Güncelleme Tarihi:
Ahmet Türk'e saldırıyla ilgili gözaltına alındıktan sonra “kasten yaralama” iddiasıyla tutuklanan İsmail Çelik'in avukatı Karaduman, nöbetçi sulh ceza mahkemesine itirazda bulunduktan sonra adliye çıkışında açıklama yaptı.
Açıklamasında müvekkilinin basit kasten yaralama suçu işlediğini ve tutuklamayı gerektirecek bir durum olmadığını belirten Karaduman, yargıya baskı olduğunu öne sürdü.
Şehit haberleri nedeniyle milletin sabrının taştığını savunan Karaduman, şunları kaydetti:
“Buradan doğudaki ve güneydoğudaki kardeşlerimize selam gönderiyorum. Lütfen artık birleşelim. Saflarımızı sıklaştıralım. Vatana karşı ihanet edenlere tepki gösterelim, lütfen birleşelim. Kardeşlerimize, Karadeniz'e selam gönderiyorum. Doğu, güneydoğu, Karadeniz fark etmiyor. Bu ülkenin her yeri aynı, her yeri eşit. Milletin sabrı taşmıştır. Şehitlerimizden dolayı milletimizin başı sağ olsun.”

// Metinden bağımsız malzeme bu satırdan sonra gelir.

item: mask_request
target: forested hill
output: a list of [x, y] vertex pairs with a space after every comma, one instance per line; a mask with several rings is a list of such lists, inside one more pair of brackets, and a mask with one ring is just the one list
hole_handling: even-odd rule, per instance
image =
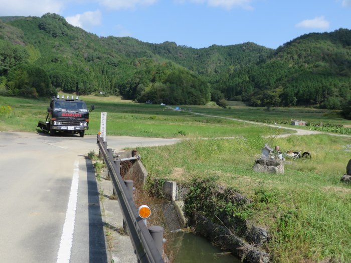
[[[302, 36], [275, 50], [252, 43], [194, 49], [99, 38], [59, 15], [0, 18], [0, 93], [103, 91], [140, 102], [339, 108], [351, 94], [351, 31]], [[212, 97], [212, 98], [211, 98]]]

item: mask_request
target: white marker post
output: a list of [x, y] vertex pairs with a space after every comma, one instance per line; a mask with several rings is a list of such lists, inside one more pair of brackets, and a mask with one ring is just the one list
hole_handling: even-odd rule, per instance
[[100, 131], [101, 133], [100, 137], [103, 138], [104, 142], [106, 141], [106, 121], [107, 118], [107, 112], [101, 112], [101, 118], [100, 123]]

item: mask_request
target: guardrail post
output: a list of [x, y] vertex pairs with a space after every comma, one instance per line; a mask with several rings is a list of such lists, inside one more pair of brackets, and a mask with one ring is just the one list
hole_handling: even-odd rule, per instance
[[[130, 196], [132, 197], [132, 198], [133, 198], [133, 189], [134, 187], [134, 184], [132, 180], [124, 180], [124, 183], [125, 184], [125, 186], [127, 186], [127, 189], [128, 190], [128, 192], [129, 193], [129, 194]], [[124, 219], [123, 220], [123, 230], [124, 233], [126, 234], [128, 233], [128, 232], [127, 231], [127, 225], [125, 223], [125, 221], [124, 221]]]
[[152, 225], [149, 227], [148, 229], [158, 252], [161, 255], [163, 254], [163, 228], [158, 225]]

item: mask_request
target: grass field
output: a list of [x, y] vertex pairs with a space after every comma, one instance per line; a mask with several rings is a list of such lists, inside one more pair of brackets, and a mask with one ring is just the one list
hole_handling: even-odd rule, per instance
[[[187, 139], [137, 149], [151, 181], [171, 179], [191, 186], [194, 180], [214, 178], [216, 184], [250, 198], [253, 205], [244, 215], [269, 229], [266, 249], [273, 262], [351, 262], [351, 185], [340, 182], [351, 158], [351, 137], [280, 138], [286, 132], [282, 129], [192, 112], [277, 123], [291, 119], [342, 125], [349, 121], [313, 109], [180, 106], [184, 110], [178, 112], [114, 97], [83, 98], [96, 109], [87, 134], [97, 133], [100, 112], [106, 112], [108, 135]], [[0, 131], [35, 132], [48, 104], [49, 100], [0, 97]], [[254, 160], [266, 143], [283, 151], [309, 151], [312, 158], [287, 163], [284, 174], [255, 173]]]

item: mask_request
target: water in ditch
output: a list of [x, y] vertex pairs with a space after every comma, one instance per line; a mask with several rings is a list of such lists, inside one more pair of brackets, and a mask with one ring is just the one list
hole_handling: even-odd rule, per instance
[[240, 263], [229, 252], [211, 244], [206, 238], [182, 231], [169, 233], [166, 250], [173, 263]]

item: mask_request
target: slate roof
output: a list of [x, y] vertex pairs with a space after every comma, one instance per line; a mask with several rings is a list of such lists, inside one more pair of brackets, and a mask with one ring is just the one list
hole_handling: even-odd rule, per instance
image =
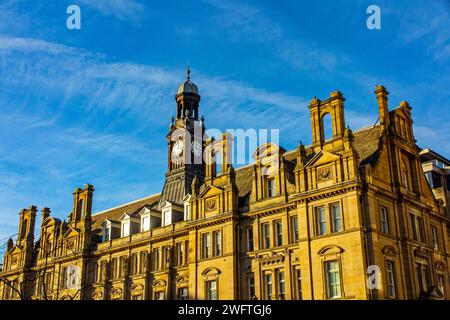
[[[378, 155], [380, 153], [380, 129], [379, 126], [370, 126], [356, 130], [354, 133], [354, 147], [359, 155], [360, 165], [371, 164], [375, 165]], [[307, 151], [310, 151], [310, 147], [306, 147]], [[297, 162], [297, 150], [290, 150], [285, 153], [286, 166], [289, 170], [294, 170], [295, 164]], [[311, 159], [314, 156], [313, 153], [308, 152], [308, 158]], [[235, 169], [236, 172], [236, 186], [239, 190], [239, 208], [241, 212], [248, 210], [248, 203], [250, 198], [250, 193], [252, 190], [254, 165], [249, 164], [243, 167]], [[176, 184], [170, 186], [172, 190], [170, 194], [172, 197], [174, 194], [175, 198], [182, 201], [182, 196], [184, 194], [181, 192], [176, 192], [177, 190], [183, 189], [184, 184], [180, 187]], [[204, 187], [204, 186], [202, 186]], [[111, 208], [92, 216], [92, 230], [94, 234], [101, 233], [101, 224], [106, 218], [111, 220], [119, 220], [120, 216], [125, 212], [128, 214], [136, 214], [144, 207], [156, 208], [160, 200], [161, 194], [155, 194], [148, 196], [146, 198], [138, 199], [136, 201], [126, 203], [124, 205]]]
[[119, 218], [124, 214], [125, 212], [128, 214], [134, 214], [138, 211], [140, 211], [143, 207], [150, 206], [153, 207], [155, 203], [158, 202], [160, 197], [160, 194], [154, 194], [142, 199], [138, 199], [133, 202], [125, 203], [123, 205], [98, 212], [96, 214], [92, 215], [92, 231], [95, 233], [95, 230], [101, 230], [101, 224], [103, 221], [105, 221], [107, 218], [111, 220], [118, 221]]
[[380, 128], [370, 126], [353, 132], [355, 137], [355, 149], [359, 155], [360, 165], [370, 163], [375, 165], [380, 153]]

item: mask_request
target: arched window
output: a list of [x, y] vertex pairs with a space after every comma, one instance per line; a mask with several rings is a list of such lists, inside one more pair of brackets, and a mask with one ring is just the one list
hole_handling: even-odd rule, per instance
[[78, 201], [78, 216], [80, 217], [80, 219], [84, 218], [84, 201], [83, 199], [81, 199], [80, 201]]
[[216, 160], [216, 176], [218, 177], [222, 174], [222, 152], [216, 150], [214, 153]]
[[329, 113], [325, 113], [322, 116], [322, 130], [324, 141], [333, 138], [333, 126], [331, 123], [331, 115]]
[[22, 229], [20, 231], [20, 236], [23, 238], [25, 238], [26, 234], [27, 234], [27, 224], [28, 224], [28, 220], [24, 219], [22, 221]]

Tutuklamaya yapılan itirazın 1-2 gün içinde sonuçlanmasını beklediklerini ifade eden Karaduman, “Müvekkilimle ilgili kasten yaralamanın tutuklamayı gerektirmeyecek bir suç olduğunu belirttik” dedi.
İTİRAZ DİLEKÇESİ
İtiraz dilekçesinde tutuklamanın kaldırılmasını isteyen Karaduman, tutuklama kararının ceza kanununun temel ilkelerinden olan “kanun önünde eşitlik” ilkesine aykırı olduğunu savundu.
Müvekkilinin aynı şartlarla başkasına karşı aynı amacı güderek benzer suç işlemesi halinde tutuksuz yargılanmak üzere serbest bırakılacağını belirten Karaduman, şunları kaydetti:
“Vatandaş Ahmet ile Türkiye Cumhuriyeti kimliği taşıyan Ahmet Türk arasındaki fark nedir acaba. Bu toplumda her gün yüzlerce yaralama olayı gerçekleşiyor, hem de daha büyük zararlı yaralamalar. Ancak tutuklama tedbiri çok zor görülüyor. Kanunlar, vatandaş Ahmet ile TC kimliği taşıyan Ahmet Türk'e eşit uygulanmalıdır. Mevcut uygulamayla eşitliğe aykırı bir durum hasıl olmuştur. Bu nedenlerden dolayı ilgili kararın ceza kanununun bu temel ilkesini ihlal ettiği kanısındayız.”
Müvekkilinin basit bir kasten yaralama suçu işlediğini, bu suçun ceza kanunu kapsamında değerlendirildiğinde tutuklama tedbirinin çok ağır bir tedbir olduğunun görüleceğini belirten Karaduman, “CMK 100. maddedeki “tutuklamanın orantılı olması” gerektiği temel ilkesinin ihlal edildiği kanısındayız” görüşünü bildirdi.
İlgili yasalardaki hükümlerin müvekkili lehine uygulanmasını isteyen Karaduman, dilekçesinde şu ifadelere yer verdi:
“Vatana kurşun sıkanlar davul zurnayla karşılanırken vatana kurşun sıkmayı kendisine görev edinmiş zihniyete tepki gösterenlerin kelepçeyle karşılanması oldukça manidardır. Müspet suç CMK 100. madde kapsamında belirtilen katalog suçlardan değildir. Tutuklamadan istenilen tedbir elde edilmiştir.”
Tutuklama kararına itirazın kabulü istenilen dilekçede, müvekkilin bihakkın tahliyesine, mahkemenin aksi kanaat halinde olması durumunda adli kontrol hükümleri uygulanmasına karar verilmesi de talep edildi.
Talebin reddi halinde ise dosyanın incelenmek üzere nöbetçi asliye ceza mahkemesine gönderilmesi de istendi.